Between Worlds
I have been working in tech for about 5 years now, but it would be amiss to say that tech hasn’t been a part of my life for as long as I can remember, be it through modding games or hacking my PSP when I was 12. So despite my years studying and working in finance, I still maintained a healthy relationship with it - I was running linux as my main OS all of this time!
But now that I work in tech and tech is also my hobby, I have been getting increasingly separated from the rest of the world, a fact exacerbated by the pandemic, to the point where I struggle to understand what people who do not work in tech do. I am aware that sounds incredibly close minded, and I don’t intend it in a disparaging way, it’s just a by-product of tech being part of my every waking moment for the past few years. While I’ve put my startup dreams to rest for the time being, I do have a feeling that this isolationism will be a burden in the future. But every time I have to venture out into the “real world” and deal with official documents, warranties or shipping things it feels like a massive struggle compared to the ease of doing anything on a computer or through a webapp. But the real divide comes from interacting with non-techies.
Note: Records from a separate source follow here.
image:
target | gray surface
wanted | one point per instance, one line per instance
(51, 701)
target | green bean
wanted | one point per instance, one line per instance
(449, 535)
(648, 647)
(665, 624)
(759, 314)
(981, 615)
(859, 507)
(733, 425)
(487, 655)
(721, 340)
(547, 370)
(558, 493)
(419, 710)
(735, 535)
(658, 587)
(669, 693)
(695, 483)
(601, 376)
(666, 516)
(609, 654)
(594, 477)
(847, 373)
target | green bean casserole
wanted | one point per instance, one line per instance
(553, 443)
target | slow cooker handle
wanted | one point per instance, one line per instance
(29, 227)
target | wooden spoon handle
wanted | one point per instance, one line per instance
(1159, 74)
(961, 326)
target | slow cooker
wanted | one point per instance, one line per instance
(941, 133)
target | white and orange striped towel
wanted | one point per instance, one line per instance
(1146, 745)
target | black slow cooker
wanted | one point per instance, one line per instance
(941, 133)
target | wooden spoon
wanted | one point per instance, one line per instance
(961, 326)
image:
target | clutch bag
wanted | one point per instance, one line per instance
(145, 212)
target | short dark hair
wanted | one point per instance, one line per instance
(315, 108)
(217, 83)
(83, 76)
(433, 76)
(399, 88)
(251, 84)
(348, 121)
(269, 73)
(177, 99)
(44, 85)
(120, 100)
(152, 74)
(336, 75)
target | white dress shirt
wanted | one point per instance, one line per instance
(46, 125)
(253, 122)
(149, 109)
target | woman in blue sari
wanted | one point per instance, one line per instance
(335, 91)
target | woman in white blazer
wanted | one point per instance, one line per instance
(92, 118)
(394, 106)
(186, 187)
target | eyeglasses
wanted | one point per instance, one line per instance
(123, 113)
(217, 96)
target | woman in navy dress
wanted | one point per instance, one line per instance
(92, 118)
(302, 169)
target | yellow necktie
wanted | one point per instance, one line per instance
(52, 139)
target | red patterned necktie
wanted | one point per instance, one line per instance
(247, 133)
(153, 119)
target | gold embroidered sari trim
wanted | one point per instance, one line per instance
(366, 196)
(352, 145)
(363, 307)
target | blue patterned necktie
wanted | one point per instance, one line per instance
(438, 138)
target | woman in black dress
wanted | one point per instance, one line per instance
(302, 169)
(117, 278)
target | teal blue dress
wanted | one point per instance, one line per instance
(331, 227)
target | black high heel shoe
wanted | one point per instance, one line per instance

As a security consultant and occasional crypto bro, I have witnessed some amazing heists and breaches over the years. I feel like I live in a world where every day the next big thing is being discovered and you have to study and practice continuously just to keep up. It’s intense, exciting and exhausting. But then I meet with my cycling friends and their fields seem completely different. Nobody spends their weekends trying to learn a new accounting framework or migrating their carpentry shop to the cloud. Which always reminds me of the “Why Software Is Eating the World” article from 2011 about how tech will be in every aspect of our lives. It is the only field that is still going through explosive growth year after year and just getting more ingrained into our lives. If you think buying a non smart fridge is hard now, try buying a non smart house in 20-40 years. Every appliance will be connected and made to work seamless with the other smart devices in the house to make your life easier, while also harvesting titanic amounts of data that will only further to centralize power to just a few big corporations.
But this rant isn’t about that. It’s about how the tech world, the internet, exists parallel to the real one, but it’s slowly wrapping its tendrils around it. As I am nearing my 30s, I was still part of a generation that tried to keep their online persona and real one separate to a degree. And while that fact hasn’t completely vanished, the newer generations are growing up in a world where the internet is mature and more centralized that it used to be. Perhaps these generations are the real coup de grace of the tech world, people that could not imagine a world without a computer being ever present in your life. The final step in bridging these worlds.